Ta-Da! Eighteen Months of Free-floating Angst Gives Way to . . . A New Project
/I now have a response to the many people (more than I ever expected) who’ve said something along the lines of
“You should update your book!”
“So much has happened in beer. Are you going to write a new book?”
“You need to write a new chapter for the beer book.”
My response is:
“That's a great idea! I believe I’ll do just that.”
Next year (2016) marks ten years since the publication of Ambitious Brew: The Story of American Beer. As I’ve noted on many occasions, the book changed my life in ways that I never imagined during the five years I spent writing it. It wasn’t so much that the book took on a life of its own, as that I got sort of a new life because of it.
I plan to celebrate its tenth birthday by publishing a new final chapter. An addendum, if you will, to the book. This won’t be a revision: I don’t own the rights and the publisher has no interest in the book and certainly not enough to pay for a revised edition.
Instead, I’ll write the chapter and publish it as a stand-alone essay. Digital only, to begin with. (I’d love to do a print-on-demand paper edition, but that would be pricey for both me and readers. So for now that’s a back-burner option.)
I plan to publish the essay on/around October 1. If I remember right, the “official” launch date for the book was October 3, 2006. So I’m aiming for that. (The official launch is one of those things publishers do. If you’re JK Rowling, the “launch date” is critical. If you’re me, it’s a meaningless convention.
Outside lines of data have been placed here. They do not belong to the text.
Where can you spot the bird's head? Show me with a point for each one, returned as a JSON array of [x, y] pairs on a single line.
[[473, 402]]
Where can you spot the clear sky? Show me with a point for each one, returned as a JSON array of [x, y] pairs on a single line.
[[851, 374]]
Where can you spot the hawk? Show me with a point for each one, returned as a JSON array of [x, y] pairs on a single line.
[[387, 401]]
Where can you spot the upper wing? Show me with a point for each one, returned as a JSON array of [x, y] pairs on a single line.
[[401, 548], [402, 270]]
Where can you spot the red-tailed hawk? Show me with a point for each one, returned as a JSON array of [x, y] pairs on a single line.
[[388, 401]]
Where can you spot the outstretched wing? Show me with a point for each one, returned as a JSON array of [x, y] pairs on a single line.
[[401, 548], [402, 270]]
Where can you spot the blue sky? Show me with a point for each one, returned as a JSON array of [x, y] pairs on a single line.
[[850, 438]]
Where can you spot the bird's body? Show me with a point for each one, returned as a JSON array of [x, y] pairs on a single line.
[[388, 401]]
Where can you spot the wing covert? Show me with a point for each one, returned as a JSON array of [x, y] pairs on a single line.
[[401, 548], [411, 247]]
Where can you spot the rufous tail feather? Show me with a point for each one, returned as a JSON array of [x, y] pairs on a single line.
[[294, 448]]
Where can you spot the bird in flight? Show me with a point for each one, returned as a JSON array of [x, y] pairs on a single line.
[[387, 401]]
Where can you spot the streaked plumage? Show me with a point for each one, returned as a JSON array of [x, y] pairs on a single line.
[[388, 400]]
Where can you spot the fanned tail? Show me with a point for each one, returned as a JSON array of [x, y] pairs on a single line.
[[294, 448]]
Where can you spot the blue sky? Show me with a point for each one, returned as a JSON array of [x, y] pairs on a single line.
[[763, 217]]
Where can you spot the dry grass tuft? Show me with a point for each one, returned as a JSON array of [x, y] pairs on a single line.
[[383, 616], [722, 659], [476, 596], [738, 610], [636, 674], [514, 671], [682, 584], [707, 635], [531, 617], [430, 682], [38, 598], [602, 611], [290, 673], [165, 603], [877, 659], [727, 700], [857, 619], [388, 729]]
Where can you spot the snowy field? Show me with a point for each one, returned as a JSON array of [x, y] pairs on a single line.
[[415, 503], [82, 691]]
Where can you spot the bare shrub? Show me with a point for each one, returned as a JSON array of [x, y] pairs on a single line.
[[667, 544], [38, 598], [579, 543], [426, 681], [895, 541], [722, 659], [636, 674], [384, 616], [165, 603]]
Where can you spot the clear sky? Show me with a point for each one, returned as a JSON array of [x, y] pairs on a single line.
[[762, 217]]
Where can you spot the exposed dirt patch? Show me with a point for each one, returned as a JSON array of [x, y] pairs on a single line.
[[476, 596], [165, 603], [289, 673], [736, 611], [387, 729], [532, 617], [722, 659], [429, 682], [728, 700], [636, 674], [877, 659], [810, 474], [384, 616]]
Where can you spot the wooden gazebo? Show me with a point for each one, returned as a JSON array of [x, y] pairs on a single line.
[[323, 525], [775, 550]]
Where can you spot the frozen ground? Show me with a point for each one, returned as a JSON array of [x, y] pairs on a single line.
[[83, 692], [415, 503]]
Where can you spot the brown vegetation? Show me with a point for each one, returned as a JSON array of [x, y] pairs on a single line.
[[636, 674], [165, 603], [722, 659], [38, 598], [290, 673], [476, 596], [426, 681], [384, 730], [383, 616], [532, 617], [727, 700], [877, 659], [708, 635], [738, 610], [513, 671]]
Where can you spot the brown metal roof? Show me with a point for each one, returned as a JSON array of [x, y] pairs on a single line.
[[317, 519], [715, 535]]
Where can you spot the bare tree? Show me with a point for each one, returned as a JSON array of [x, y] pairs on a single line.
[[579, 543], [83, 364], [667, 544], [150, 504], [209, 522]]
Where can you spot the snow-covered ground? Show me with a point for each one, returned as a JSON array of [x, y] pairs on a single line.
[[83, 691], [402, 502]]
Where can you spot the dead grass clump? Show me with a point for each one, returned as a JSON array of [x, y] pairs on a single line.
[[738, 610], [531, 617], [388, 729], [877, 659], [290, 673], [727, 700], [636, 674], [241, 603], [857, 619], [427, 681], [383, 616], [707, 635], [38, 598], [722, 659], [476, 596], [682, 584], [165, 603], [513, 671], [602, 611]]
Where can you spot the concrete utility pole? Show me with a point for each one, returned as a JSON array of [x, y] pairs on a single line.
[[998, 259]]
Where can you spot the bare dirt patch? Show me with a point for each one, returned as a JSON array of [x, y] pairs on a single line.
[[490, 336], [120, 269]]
In reality, AB landed on bookstore shelves over Labor Day weekend that year.)
At this point, the eagle-eyed among you are looking at my promised publication date and howling with laughter. Right? Admit it. Because, yeah, I’m the person who took five years to write the beer book and seven to crank out the meat book. (And three to write the Key West book and two to write the plumbing book.)
But, Eagle Eyes, there’s a difference this time! Several, in fact.
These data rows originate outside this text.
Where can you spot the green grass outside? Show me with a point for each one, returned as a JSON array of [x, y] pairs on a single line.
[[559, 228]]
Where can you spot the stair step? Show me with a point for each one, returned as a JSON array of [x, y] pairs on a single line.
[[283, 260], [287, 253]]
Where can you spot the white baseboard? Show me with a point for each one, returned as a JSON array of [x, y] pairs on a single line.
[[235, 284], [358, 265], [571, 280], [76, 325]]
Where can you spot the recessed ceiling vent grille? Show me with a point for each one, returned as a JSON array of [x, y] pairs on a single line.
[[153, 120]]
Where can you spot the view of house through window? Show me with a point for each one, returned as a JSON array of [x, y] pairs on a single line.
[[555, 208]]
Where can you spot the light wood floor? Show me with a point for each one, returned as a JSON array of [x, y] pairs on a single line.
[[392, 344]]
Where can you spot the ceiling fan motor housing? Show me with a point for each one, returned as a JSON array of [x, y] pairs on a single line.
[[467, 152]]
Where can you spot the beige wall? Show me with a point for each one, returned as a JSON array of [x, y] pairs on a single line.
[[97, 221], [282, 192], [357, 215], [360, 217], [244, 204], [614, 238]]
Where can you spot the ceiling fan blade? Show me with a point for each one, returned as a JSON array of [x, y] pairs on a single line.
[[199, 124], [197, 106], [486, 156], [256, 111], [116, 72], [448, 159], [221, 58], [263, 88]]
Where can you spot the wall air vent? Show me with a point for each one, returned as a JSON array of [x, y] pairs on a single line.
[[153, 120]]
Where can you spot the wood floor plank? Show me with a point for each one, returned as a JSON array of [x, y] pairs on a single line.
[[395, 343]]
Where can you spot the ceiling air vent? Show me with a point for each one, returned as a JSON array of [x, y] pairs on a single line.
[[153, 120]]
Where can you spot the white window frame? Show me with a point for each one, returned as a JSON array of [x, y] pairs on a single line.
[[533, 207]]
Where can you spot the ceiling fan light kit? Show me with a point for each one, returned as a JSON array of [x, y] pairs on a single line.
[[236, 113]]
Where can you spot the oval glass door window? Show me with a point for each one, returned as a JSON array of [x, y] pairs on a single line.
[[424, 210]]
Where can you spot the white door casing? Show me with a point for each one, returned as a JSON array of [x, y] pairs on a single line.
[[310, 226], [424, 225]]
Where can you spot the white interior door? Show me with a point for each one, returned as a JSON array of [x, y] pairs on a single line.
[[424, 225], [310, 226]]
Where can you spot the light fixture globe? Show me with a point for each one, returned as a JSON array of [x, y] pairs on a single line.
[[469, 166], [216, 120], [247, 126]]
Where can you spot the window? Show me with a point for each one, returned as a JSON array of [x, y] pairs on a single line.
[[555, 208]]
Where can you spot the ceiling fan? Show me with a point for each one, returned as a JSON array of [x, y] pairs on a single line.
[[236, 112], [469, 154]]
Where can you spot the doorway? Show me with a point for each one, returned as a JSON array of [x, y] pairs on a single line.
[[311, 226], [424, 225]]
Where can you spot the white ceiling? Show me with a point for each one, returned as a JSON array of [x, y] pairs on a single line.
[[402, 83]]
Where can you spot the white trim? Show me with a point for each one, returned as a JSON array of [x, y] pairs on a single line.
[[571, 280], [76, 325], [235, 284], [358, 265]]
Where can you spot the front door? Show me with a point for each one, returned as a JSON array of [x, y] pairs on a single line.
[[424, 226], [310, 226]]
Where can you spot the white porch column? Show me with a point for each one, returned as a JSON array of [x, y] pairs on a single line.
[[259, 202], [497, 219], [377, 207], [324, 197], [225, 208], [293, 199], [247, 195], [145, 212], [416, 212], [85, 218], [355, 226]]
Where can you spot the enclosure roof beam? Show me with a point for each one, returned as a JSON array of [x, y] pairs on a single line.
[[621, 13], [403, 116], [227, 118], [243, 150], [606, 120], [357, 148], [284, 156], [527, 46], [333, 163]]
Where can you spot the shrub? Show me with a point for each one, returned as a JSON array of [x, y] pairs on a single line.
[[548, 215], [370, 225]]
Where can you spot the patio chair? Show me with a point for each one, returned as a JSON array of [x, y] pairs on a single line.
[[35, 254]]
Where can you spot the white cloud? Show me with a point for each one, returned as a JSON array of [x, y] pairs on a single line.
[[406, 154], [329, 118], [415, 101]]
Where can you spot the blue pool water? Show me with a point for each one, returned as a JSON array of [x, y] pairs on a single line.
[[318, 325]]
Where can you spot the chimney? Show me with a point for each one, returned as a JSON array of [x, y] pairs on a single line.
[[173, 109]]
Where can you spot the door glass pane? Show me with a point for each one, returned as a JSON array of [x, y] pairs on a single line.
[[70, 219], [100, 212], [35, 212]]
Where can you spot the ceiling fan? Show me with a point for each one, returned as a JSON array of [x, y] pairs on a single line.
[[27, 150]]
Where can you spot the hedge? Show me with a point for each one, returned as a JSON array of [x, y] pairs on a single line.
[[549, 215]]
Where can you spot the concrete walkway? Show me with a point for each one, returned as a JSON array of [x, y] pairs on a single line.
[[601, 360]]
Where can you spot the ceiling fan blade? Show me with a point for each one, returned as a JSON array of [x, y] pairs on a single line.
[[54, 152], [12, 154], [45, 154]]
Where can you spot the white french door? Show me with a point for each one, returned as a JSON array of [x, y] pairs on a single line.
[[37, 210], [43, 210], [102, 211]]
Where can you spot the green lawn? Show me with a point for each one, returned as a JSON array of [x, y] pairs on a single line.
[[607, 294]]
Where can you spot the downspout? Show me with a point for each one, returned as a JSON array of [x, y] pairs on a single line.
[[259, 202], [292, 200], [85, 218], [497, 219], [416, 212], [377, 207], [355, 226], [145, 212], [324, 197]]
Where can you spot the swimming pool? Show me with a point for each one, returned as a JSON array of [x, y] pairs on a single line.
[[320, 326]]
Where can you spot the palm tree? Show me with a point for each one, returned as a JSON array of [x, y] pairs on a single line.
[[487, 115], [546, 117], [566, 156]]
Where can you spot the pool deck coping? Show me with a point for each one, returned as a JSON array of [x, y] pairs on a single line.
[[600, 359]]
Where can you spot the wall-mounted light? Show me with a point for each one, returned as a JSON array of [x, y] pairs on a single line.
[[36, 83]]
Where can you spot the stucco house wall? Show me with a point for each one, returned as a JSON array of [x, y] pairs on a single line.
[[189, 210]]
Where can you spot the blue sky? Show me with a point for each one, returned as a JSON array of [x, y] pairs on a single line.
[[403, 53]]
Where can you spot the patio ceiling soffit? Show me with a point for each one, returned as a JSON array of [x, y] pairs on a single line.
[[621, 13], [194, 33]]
First, and for the first time ever, I’m writing about a topic in which I am well-versed. Because, ya know, I wrote a book about beer in America and I’ve been following the beer industry for more than a decade.
Second, this essay will cover only the past ten years. Not ten thousand or five hundred. Just ten.
Third, and big whew!, for the first time in my historian’s life, the internet/web will work in my favor. I can sit in my house and conduct the kind of research that, in the past, I could only do by sitting in front of a microfilm reader at the university library. You have NO IDEA how much difference that makes in terms of research. I’ve already combed through, saved, and tagged and indexed articles covering four years from hundreds of newspapers — and that took less than eight hours. Honey, you’ve no idea!
And a short time frame — ten years — makes it far easier to determine which narrative threads are best suited to anchor the essay.
Still, my time frame is tight. As in: tight. The next four months in particular will make or break this project (at least in terms of getting it out in October. The world won’t come to an end if it’s not out in October, but I’d like the sweet satisfaction of pulling this off).
This also means a temporary trip to the filing cabinet for the three essays I’ve been writing and which I’d planned to use as the launchpads for my new, non-book career. But now they’ve got to wait. This new project is more timely and, frankly, more likely to bring in some $$. Of which, I’ve not earned much of late . . . .
Anyway. I’m excited. Hope you are, too. Now: Back to work.